Secure and privacy-preserving Machine Learning
MDLM – The Machine Learning and Data Management Group @ SBA Research
Machine Learning (ML) offers exciting possibilities for innovative products and improvements of existing services. To avoid negative consequences, such as the loss of costumer data or commercial secrets, it is important to consider security and privacy aspects before applying Machine Learning in real-world applications.
SBA Research conducts research in the area of privacy-preserving Machine Learning and develops novel solutions to mitigate related threats. In addition, we offer trainings and expert discussions on implications and available defense mechanisms as well as consulting services in the area of secure and privacy-preserving data management and ML.
- Protection against theft of intellectual property (data or trained ML models)
- Defense mechanisms against adversarial attacks
- Privacy-preserving computation methods like federated learning and secure multi-party computation
- Novel methods for data anonymization, including complex data types
With regards to data processing, preserving the privacy of individuals and protecting business secrets is highly relevant for organizations which are working with sensitive and/or personal data. In particular, if companies outsource ML models to external (cloud) providers to analyze their data, they have to consider privacy-preserving data analysis. Data anonymization or -synthetization are possible solutions for privacy protection. A further threat that has to be considered is an adversary recovering training data directly from ML models. SBA Research addresses how organizations can collaboratively build ML models while not directly sharing their data and guaranteeing privacy for their customers.

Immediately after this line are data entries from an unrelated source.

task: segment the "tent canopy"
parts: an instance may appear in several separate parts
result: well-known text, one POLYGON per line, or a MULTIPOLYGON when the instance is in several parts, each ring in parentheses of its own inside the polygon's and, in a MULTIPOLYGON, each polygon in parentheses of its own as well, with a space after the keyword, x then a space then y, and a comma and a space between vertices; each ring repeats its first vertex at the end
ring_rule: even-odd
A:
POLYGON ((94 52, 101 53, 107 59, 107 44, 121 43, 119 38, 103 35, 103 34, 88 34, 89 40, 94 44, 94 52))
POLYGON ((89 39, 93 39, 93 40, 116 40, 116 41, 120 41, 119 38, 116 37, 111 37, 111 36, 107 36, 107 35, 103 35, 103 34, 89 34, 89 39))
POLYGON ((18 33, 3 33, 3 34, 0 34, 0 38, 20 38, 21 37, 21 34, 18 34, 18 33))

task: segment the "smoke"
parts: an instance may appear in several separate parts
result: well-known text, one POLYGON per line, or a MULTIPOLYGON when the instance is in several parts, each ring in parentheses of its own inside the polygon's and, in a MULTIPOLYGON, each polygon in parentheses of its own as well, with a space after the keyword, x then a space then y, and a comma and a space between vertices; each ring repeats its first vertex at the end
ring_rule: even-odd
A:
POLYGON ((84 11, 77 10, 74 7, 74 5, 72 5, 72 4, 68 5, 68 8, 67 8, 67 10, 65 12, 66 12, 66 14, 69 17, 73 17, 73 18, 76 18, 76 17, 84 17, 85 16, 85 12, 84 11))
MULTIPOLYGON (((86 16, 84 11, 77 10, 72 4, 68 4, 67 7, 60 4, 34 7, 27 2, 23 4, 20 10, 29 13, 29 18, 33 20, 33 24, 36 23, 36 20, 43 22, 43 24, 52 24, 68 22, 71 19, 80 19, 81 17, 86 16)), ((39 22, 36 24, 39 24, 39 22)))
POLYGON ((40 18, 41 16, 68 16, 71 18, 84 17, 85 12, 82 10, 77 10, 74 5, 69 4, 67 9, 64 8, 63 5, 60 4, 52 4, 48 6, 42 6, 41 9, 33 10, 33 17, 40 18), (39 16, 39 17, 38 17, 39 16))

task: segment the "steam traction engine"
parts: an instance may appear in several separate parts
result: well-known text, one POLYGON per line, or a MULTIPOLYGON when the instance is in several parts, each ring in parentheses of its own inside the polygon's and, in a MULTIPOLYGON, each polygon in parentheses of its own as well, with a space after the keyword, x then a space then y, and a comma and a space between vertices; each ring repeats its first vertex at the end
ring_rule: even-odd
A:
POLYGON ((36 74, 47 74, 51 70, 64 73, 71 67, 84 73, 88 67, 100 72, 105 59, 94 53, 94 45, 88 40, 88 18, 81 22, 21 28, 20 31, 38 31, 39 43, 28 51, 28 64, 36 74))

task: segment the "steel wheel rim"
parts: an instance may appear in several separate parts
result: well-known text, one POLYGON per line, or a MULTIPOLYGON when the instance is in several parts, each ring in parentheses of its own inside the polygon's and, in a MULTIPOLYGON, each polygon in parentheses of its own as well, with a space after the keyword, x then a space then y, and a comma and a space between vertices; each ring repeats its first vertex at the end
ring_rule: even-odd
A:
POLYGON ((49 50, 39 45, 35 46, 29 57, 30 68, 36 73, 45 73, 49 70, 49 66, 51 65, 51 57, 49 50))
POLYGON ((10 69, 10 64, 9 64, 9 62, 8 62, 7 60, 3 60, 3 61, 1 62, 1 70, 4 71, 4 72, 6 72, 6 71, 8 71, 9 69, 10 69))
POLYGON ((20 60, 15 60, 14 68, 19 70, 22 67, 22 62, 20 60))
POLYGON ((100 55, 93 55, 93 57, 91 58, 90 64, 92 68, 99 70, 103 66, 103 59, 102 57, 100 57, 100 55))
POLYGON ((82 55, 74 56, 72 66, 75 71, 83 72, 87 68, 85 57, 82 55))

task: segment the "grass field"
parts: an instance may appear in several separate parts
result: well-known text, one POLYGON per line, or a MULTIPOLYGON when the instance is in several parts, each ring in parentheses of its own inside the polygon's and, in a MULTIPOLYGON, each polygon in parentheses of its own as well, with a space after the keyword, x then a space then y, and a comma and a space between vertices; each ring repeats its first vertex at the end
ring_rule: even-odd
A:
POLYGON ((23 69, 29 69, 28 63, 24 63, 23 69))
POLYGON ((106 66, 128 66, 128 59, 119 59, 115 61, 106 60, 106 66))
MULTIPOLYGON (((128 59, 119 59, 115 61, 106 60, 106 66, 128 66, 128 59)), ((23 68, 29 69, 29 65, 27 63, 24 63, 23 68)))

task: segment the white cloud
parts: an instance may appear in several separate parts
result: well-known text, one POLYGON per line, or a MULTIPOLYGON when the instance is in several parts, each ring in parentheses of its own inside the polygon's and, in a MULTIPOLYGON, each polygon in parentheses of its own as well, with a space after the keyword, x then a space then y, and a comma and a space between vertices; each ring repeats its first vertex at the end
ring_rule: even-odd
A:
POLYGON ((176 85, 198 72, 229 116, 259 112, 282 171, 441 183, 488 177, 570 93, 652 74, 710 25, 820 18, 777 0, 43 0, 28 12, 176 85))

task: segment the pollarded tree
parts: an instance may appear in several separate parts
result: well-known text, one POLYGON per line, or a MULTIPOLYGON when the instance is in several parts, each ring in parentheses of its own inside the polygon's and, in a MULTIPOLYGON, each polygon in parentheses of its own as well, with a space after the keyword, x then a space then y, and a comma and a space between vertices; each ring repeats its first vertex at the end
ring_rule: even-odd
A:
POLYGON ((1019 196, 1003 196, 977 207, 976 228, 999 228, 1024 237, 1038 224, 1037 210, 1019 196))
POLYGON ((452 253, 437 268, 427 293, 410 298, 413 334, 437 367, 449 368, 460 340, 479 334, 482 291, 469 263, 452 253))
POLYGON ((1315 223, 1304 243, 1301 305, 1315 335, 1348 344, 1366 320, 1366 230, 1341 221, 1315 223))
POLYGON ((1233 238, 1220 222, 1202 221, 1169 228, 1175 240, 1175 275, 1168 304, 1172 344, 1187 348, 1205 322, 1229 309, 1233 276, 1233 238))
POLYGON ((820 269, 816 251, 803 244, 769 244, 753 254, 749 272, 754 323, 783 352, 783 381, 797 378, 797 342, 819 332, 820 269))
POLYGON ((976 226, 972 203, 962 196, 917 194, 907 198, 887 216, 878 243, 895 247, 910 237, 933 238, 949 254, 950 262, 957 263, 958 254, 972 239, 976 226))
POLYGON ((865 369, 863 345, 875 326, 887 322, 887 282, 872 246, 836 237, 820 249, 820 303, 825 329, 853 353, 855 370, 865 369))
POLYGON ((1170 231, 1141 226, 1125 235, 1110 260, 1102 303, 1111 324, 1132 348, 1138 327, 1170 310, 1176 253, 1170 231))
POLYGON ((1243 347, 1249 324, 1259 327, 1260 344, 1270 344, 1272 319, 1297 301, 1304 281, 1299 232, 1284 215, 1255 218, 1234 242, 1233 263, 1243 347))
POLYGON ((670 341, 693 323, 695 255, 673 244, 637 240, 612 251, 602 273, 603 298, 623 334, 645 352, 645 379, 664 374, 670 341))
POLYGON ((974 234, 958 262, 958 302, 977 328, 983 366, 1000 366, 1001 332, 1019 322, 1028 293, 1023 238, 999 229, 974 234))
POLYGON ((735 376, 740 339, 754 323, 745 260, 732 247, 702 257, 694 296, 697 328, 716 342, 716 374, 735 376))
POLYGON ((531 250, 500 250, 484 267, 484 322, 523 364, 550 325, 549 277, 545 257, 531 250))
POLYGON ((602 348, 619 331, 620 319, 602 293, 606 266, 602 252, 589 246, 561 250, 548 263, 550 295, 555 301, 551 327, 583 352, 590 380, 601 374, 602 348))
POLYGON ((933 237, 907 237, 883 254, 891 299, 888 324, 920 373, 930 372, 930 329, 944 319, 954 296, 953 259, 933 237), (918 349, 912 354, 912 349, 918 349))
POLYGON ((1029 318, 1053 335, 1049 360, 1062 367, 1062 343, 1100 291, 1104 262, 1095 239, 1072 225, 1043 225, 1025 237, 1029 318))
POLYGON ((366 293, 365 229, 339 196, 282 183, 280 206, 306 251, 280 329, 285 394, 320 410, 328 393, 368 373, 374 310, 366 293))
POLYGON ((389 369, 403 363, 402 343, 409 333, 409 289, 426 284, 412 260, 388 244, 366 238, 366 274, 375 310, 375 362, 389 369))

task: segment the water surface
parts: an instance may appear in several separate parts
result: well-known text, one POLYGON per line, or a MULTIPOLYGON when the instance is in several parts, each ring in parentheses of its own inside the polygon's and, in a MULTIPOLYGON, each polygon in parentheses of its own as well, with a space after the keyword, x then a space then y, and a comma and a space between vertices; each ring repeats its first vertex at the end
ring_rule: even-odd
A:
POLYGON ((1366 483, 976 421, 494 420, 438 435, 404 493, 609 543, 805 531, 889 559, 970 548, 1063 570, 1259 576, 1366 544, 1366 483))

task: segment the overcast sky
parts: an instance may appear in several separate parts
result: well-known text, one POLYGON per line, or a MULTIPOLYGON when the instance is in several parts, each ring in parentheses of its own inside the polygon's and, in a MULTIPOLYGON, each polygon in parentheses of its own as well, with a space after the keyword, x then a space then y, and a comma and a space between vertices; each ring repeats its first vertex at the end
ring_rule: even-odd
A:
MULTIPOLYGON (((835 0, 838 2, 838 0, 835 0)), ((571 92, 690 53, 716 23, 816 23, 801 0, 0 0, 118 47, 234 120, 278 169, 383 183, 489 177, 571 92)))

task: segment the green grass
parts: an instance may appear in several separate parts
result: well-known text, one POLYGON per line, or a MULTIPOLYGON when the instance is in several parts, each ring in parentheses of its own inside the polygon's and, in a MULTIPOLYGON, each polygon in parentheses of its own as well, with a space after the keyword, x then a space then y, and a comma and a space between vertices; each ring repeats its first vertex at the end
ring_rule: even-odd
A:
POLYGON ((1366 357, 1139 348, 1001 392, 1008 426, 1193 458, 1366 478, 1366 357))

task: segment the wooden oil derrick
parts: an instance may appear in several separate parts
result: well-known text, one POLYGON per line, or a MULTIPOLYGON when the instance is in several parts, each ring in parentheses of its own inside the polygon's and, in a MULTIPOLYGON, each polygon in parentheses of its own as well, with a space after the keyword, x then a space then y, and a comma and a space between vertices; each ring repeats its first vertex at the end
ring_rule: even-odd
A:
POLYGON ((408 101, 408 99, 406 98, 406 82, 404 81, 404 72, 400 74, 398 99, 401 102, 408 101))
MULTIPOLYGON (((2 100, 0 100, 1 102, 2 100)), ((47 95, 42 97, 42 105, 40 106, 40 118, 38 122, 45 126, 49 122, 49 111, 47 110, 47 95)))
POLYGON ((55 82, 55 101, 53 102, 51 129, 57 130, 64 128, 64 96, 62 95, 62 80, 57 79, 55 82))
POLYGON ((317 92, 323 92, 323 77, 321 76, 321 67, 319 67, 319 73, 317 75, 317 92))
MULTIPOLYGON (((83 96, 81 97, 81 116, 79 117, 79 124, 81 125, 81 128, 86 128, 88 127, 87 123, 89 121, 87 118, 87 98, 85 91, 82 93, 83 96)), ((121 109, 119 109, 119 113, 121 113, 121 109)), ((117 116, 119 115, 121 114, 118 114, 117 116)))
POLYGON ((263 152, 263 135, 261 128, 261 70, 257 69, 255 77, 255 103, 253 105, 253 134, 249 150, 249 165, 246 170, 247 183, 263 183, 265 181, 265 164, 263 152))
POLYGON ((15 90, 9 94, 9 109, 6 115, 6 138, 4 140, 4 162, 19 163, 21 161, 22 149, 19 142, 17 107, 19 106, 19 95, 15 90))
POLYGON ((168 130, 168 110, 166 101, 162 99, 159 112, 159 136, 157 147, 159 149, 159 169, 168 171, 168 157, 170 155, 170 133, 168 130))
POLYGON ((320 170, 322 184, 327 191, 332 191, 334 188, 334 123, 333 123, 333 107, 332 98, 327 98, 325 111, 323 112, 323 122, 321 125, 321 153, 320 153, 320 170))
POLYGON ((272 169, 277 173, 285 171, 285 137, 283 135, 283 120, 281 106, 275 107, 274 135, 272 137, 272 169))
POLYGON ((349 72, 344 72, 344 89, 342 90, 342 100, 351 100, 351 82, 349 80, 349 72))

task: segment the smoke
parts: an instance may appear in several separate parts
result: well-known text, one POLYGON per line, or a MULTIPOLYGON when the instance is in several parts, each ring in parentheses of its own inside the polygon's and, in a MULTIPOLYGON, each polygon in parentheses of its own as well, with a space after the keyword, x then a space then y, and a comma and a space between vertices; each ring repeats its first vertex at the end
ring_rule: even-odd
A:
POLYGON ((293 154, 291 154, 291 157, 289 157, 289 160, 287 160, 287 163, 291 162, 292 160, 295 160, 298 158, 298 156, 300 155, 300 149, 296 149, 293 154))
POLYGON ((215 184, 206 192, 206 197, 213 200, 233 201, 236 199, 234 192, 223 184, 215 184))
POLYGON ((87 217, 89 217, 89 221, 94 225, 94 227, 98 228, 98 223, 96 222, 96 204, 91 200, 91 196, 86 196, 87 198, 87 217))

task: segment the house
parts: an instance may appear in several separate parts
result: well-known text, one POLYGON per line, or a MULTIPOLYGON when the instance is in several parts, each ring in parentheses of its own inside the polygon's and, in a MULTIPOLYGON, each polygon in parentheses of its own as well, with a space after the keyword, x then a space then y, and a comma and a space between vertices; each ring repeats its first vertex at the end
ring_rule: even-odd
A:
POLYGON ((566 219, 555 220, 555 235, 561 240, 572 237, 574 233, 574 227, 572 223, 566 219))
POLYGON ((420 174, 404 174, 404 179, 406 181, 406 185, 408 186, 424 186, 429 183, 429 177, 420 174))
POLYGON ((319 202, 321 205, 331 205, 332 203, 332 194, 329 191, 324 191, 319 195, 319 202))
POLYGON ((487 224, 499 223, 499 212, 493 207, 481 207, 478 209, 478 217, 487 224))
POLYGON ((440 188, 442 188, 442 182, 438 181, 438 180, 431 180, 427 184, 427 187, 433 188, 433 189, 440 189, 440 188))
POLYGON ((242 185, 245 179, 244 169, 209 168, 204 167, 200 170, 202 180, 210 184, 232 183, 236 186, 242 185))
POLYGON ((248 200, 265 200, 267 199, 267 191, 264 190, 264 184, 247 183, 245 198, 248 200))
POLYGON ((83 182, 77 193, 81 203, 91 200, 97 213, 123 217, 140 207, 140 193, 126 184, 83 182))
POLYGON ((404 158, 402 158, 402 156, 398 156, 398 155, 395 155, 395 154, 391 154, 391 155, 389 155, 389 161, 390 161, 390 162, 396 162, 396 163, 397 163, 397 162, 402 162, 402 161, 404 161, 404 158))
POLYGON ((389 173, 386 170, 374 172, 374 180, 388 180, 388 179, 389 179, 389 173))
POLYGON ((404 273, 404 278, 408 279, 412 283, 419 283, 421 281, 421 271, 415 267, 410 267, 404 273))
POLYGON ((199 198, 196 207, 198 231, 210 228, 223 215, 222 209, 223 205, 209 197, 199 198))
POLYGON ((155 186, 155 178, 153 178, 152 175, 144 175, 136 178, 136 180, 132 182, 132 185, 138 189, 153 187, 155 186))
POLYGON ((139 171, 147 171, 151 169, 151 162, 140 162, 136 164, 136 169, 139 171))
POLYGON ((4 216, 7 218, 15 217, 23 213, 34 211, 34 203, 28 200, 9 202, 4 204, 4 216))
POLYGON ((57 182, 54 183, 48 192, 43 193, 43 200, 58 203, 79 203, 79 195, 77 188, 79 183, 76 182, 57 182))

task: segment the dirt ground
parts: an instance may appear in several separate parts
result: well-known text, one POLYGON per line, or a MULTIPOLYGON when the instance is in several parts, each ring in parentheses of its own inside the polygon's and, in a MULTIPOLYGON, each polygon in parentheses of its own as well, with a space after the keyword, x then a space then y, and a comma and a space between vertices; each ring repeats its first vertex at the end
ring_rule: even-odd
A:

Automated decision making can have a significant influence on individuals and groups; hence, the robustness of the respective algorithms is of great concern when deploying such systems in real-world applications. Various types of attacks can trick a ML system into making wrong predictions. Backdoor attacks, for instance, poison the training data by injecting carefully designed (adversarial) samples to compromise the whole learning process. In this manner it is possible to, for example: cause classification errors in traffic sign recognition with safety critical implications on autonomous driving; evade spam filters; manipulate predictive maintenance; or circumvent face recognition systems.
Developing methods to detect and defend against these attacks is an important research topic for SBA Research.
The Machine Learning and Data Management Group is also very active in teaching in subjects in their domain at TU Wien. This includes for example the following courses, all at the level of master curricula:
- Machine Learning (Andreas Rauber, Rudolf Mayer)
- Security, Privacy and Explainability in Machine Learning (Andreas Rauber, Rudolf Mayer)
- Self-Organizing Systems (Andreas Rauber, Rudolf Mayer)
- Data Stewardship (Andreas Rauber, Tomasz Miksa)
MLDM consists of experts in the areas of privacy-preserving computation, privacy-preserving data publishing, synthetic data, adversarial machine learning, secure learning, detection of and defenses against attacks (e.g., poisoning attacks, evasion attacks), watermarking and fingerprinting of data, and machine learning models.